Cloud hosting provider DigitalOcean says a small fraction of its customers have been impacted in a data breach in which customers’ billing information has leaked.
The company disclosed this in an email sent out to affected customers in which DigitalOcean stated that an unauthorized user gained access to customers’ billing details due to a “flaw” between April 9th, 2021, and April 22nd, 2021.
“An unauthorized user gained access to some of your billing account details through a flaw that has been fixed. This exposure impacted a small percentage of our customers,” reads the email.
According to the email, the leaked information includes billing names, billing addresses, payment card expiration dates, last four digits of credit cards, and the payment cards’ bank name.

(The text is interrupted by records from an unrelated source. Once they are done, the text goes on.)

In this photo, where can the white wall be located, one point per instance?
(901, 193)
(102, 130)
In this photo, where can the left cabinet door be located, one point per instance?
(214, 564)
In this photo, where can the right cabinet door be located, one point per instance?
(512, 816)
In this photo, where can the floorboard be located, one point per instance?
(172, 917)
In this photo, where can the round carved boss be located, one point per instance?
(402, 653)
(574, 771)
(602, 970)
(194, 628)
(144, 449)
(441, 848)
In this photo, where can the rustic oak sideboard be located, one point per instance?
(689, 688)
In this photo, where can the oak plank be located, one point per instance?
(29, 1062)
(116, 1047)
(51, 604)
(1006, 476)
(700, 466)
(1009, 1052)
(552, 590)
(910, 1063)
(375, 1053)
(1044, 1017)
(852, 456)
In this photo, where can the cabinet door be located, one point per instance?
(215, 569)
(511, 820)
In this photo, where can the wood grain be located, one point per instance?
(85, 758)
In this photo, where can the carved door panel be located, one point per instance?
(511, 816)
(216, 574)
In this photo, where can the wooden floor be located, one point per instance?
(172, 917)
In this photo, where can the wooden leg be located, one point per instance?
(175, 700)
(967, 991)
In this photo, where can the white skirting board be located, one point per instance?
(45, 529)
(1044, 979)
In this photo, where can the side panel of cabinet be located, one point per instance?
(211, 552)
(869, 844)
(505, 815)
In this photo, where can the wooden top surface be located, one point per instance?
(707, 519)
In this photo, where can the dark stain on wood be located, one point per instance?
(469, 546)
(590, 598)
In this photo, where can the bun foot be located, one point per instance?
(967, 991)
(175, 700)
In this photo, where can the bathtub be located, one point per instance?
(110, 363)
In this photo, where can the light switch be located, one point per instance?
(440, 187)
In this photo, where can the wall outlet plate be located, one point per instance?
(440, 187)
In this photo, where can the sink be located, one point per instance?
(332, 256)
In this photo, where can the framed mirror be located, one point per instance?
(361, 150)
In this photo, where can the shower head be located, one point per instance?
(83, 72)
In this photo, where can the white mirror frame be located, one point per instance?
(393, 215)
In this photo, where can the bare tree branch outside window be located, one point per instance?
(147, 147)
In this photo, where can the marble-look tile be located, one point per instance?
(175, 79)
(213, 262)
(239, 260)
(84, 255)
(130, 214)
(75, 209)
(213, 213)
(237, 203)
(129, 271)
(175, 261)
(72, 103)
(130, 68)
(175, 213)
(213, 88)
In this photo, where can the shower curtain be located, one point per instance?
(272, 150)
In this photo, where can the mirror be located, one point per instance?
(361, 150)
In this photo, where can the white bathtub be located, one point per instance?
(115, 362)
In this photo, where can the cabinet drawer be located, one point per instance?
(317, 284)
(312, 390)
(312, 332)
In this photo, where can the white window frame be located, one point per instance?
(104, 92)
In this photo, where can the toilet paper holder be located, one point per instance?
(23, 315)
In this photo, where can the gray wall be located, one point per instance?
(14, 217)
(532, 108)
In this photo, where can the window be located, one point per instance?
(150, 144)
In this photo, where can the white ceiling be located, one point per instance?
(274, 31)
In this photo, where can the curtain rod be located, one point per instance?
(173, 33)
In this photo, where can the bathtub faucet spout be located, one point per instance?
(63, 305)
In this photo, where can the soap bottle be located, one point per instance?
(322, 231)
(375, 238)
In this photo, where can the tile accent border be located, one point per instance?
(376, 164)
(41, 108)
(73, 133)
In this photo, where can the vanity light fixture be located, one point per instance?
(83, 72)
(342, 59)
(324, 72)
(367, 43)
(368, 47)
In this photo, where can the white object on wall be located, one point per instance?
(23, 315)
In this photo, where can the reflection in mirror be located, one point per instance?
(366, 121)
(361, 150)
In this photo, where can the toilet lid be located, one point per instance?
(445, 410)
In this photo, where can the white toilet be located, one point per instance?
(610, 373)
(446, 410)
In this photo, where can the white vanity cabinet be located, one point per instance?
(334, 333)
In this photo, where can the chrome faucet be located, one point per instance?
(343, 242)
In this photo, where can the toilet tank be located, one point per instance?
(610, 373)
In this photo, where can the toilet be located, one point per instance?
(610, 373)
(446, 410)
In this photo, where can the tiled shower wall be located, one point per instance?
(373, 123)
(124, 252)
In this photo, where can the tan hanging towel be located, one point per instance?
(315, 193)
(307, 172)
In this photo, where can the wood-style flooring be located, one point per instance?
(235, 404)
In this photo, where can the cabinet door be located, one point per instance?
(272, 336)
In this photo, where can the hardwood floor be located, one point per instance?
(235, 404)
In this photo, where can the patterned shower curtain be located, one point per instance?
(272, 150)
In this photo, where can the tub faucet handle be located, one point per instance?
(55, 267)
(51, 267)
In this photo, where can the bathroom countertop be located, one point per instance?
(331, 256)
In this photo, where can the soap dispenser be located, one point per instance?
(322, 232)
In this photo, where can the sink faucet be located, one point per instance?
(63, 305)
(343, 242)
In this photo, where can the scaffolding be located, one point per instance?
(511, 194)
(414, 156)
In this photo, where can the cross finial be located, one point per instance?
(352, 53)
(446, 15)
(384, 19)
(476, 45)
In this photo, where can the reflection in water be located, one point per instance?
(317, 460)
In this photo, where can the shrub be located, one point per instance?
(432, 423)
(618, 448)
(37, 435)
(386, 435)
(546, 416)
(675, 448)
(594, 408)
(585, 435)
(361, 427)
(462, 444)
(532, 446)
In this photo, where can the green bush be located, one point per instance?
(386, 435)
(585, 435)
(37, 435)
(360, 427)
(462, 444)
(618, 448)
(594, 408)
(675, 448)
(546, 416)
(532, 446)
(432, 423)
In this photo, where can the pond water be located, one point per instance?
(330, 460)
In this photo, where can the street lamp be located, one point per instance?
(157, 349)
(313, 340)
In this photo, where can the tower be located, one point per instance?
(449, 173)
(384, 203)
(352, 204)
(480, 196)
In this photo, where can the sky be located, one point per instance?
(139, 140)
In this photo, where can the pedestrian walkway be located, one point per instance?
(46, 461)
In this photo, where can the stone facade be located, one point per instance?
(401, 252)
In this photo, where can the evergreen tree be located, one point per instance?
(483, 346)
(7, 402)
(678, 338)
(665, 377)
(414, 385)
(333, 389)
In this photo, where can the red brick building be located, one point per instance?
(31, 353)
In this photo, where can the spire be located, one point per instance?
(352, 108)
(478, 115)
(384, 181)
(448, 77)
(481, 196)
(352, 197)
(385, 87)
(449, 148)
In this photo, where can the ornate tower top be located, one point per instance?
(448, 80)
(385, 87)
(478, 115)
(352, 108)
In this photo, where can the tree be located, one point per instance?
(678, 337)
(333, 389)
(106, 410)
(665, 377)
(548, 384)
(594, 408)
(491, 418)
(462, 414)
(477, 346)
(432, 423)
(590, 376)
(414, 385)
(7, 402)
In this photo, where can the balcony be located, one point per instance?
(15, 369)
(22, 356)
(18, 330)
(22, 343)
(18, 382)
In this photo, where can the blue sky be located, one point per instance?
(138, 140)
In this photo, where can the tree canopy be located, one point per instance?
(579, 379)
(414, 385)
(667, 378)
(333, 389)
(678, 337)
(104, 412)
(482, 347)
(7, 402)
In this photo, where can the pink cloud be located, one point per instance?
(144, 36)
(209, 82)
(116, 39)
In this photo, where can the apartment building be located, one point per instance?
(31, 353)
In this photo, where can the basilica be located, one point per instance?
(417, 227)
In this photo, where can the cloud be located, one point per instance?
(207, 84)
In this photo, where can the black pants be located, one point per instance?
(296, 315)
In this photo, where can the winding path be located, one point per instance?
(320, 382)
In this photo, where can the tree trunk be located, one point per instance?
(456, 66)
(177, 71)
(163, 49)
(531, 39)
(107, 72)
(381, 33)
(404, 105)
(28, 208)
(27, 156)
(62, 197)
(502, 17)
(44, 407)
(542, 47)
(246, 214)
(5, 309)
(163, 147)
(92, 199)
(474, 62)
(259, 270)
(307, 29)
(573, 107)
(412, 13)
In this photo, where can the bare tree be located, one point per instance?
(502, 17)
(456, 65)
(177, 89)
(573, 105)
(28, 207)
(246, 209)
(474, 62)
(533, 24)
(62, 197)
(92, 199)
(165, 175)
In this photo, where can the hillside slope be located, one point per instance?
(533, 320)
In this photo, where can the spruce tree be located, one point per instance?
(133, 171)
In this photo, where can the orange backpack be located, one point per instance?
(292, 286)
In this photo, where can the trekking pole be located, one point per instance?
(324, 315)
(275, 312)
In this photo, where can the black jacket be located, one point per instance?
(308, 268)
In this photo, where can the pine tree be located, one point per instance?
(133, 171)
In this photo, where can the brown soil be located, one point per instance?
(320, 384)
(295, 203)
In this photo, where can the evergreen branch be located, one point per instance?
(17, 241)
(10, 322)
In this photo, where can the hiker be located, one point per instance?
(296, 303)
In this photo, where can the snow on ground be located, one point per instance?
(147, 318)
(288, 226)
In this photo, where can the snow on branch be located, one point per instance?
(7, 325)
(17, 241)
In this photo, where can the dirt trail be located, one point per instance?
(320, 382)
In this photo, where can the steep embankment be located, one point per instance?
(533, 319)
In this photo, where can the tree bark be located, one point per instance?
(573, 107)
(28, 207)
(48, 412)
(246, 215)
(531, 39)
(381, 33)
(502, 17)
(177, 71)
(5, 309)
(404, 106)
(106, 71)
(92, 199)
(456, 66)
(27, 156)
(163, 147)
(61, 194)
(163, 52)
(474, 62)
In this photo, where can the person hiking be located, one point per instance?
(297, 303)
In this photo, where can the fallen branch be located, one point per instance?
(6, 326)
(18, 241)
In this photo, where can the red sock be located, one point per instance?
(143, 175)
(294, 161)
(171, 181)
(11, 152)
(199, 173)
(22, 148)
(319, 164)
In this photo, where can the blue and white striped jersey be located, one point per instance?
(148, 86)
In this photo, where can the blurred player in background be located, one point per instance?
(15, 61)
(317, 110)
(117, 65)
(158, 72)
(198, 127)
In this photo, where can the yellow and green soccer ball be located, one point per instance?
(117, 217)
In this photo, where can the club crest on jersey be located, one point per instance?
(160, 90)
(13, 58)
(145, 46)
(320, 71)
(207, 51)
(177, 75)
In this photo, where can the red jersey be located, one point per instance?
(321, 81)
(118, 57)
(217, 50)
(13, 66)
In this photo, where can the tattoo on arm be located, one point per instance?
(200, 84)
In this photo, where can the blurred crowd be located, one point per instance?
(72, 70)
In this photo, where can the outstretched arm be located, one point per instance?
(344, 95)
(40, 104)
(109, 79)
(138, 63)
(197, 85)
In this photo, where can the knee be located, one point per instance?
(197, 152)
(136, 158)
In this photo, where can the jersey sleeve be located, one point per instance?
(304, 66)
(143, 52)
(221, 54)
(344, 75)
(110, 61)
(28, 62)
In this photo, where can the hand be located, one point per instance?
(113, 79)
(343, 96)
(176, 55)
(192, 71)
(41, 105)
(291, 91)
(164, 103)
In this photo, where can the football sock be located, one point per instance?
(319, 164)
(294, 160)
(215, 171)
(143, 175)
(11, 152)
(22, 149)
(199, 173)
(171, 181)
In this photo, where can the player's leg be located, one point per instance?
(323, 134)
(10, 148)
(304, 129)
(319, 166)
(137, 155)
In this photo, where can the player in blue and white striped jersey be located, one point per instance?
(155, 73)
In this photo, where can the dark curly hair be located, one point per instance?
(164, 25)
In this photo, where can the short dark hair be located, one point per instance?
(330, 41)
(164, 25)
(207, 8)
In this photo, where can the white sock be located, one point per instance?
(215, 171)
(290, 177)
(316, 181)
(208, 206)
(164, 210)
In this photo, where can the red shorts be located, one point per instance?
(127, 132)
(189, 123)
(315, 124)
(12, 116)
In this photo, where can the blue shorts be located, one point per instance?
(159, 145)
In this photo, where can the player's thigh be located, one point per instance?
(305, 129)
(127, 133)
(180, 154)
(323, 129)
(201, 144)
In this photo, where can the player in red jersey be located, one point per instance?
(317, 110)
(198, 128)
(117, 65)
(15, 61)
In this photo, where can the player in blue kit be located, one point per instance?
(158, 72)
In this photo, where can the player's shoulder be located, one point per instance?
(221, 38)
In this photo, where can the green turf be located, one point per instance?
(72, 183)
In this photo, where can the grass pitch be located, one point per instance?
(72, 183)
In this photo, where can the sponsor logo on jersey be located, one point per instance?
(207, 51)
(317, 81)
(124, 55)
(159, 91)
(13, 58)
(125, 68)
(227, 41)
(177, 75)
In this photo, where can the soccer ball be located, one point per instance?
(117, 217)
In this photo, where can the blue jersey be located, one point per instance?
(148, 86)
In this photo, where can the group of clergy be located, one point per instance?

The company assured that the attacker did not access customers’ accounts and did not steal passwords and account tokens in this breach.
The company also said in the email they took protective measures to additionally secure customer accounts:
“To be extra careful, we have implemented additional security monitoring on your account. We are expanding our security measures to reduce the likelihood of this kind of flaw occuring [sic] in the future,”
DigitalOcean has already fixed the bug that allowed the breach and notified data protection authorities about the breach. The company did not say what agencies it notified.
Tyler Healy, VP Security at DigitalOcean, told TechCrunch that the incident exposed only 1% of the billed customers. He declined to share to TechCrunch how the vulnerability had been discovered by DigitalOcean.
Last year, DigitalOcean dealt with another data breach when they told about a document with customers’ account information available to anyone via a public link.